Question

Water evaporating from a pond does so as if it were diffusing across an air film 0.15 cm thick. The diffusion coefficient of water in 20 !C air is about 0.25 cm2/sec. If the air out of the film is fifty percent saturated, how fast will the water level drop in a day?

Answer 1

Answer:

The water level will drop by about 1.24 cm in 1 day.

Explanation:

Here Mass flux of water vapour is given as

                               $j_{H_2O}=\frac{D}{l} \bigtriangleup c$

where

• $j_{H_2O}$ is the mass flux of the water which is to be calculated.

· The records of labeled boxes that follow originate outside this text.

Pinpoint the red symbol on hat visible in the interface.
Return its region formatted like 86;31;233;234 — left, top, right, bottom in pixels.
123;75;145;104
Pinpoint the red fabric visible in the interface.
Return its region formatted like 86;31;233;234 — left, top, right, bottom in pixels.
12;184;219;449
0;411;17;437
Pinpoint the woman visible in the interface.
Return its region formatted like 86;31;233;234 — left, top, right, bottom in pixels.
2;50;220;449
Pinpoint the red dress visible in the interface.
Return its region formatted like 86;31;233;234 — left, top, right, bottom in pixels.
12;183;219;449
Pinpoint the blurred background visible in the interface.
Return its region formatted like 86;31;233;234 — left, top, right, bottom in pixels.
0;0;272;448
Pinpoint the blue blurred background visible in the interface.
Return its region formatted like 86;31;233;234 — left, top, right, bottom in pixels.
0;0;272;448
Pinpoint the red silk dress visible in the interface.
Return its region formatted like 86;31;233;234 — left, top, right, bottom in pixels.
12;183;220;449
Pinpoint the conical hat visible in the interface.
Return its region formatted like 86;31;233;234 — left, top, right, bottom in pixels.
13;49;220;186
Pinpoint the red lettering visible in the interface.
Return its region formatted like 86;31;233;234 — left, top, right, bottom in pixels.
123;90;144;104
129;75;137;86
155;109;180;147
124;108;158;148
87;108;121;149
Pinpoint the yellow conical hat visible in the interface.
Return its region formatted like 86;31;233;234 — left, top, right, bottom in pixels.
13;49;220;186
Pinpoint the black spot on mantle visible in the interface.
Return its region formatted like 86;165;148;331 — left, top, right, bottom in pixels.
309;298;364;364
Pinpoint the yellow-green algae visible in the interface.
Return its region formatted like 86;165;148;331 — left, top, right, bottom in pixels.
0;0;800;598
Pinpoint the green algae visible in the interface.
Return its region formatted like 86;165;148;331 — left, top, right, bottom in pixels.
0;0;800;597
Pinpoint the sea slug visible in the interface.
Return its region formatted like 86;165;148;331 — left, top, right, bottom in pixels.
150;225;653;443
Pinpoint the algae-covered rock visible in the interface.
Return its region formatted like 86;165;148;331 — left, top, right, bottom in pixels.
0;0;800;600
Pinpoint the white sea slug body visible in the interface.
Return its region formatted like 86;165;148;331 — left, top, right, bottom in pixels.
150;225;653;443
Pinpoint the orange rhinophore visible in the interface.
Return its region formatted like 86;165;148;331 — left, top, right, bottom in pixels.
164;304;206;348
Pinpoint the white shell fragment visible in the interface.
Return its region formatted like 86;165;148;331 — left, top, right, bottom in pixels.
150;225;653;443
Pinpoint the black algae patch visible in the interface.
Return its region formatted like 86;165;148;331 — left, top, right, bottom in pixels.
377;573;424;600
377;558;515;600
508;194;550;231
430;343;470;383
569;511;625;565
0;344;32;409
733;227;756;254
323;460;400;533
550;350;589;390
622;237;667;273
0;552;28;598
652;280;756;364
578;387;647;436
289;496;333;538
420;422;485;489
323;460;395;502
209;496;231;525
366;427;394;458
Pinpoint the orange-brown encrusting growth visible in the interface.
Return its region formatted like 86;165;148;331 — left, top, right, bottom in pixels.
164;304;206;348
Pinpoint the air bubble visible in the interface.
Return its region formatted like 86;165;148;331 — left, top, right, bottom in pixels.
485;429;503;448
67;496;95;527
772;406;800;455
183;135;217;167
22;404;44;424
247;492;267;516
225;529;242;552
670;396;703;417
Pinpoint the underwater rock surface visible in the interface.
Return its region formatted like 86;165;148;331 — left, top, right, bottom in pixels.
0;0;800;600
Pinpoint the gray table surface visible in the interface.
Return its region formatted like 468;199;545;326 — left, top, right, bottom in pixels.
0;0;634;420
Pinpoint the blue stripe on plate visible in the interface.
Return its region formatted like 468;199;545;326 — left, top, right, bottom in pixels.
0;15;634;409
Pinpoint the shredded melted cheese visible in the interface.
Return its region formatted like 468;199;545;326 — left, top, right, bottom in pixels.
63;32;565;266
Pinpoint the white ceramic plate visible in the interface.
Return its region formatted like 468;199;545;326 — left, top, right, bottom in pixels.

• D is diffusion coefficient which is given as $0.25 cm^2/s$

• l is the thickness of the film which is 0.15 cm thick.
• $\bigtriangleup c$ is given as

                                $\bigtriangleup c= \frac{P_{sat}-P_a}{RT}$

In this

• $P_{sat}$ is the saturated water pressure, which is look up from the saturated water property at 20°C and 0.5 saturation given as 2.34 Pa

• $P_a$ is the air pressure which is given as 0.5 times of $P_{sat}$

• R is the universal gas constant as $8.314 kJ/kmol-K$

• T is the temperature in Kelvin scale which is $20+273= 293K$

By substituting values in the equation

                                    $\bigtriangleup c= \frac{P_{sat}-P_a}{RT} \\ \bigtriangleup c= \frac{P_{sat}-0.5P_{sat}}{RT} \\ \bigtriangleup c= \frac{0.5P_{sat}}{RT} \\ \bigtriangleup c= \frac{0.5 \times 2.34}{8.314 \times 293} \\\bigtriangleup c= 0.48 mol/m^3$

Converting $\bigtriangleup c$ into $cm^3/cm^3$

As 1 mole of water 18 $cm^3$ so

                               $\bigtriangleup c= 0.48 mol/m^3 \\ \bigtriangleup c= 0.48 \times 18 \times 10^{-6} cm^3/cm^3 \\ \bigtriangleup c= 8.64 \times 10^{-6} cm^3/cm^3$

Putting this in the equation of mass flux equation gives

                            $j_{H_2O}=\frac{D}{l} \bigtriangleup c \\ j_{H_2O}=\frac{0.25}{0.15} \times 8.64 \times 10^{-6} \\ j_{H_2O}=14.4 \times 10^{-6} cm/s$

For calculation of water level drop in a day, converting mass flux as

                     $j_{H_2O}=14.4 \times 10^{-6} \times 24 \times 3600 cm/day\\ j_{H_2O}=1.24 cm/day$

So the water level will drop by about 1.24 cm in 1 day.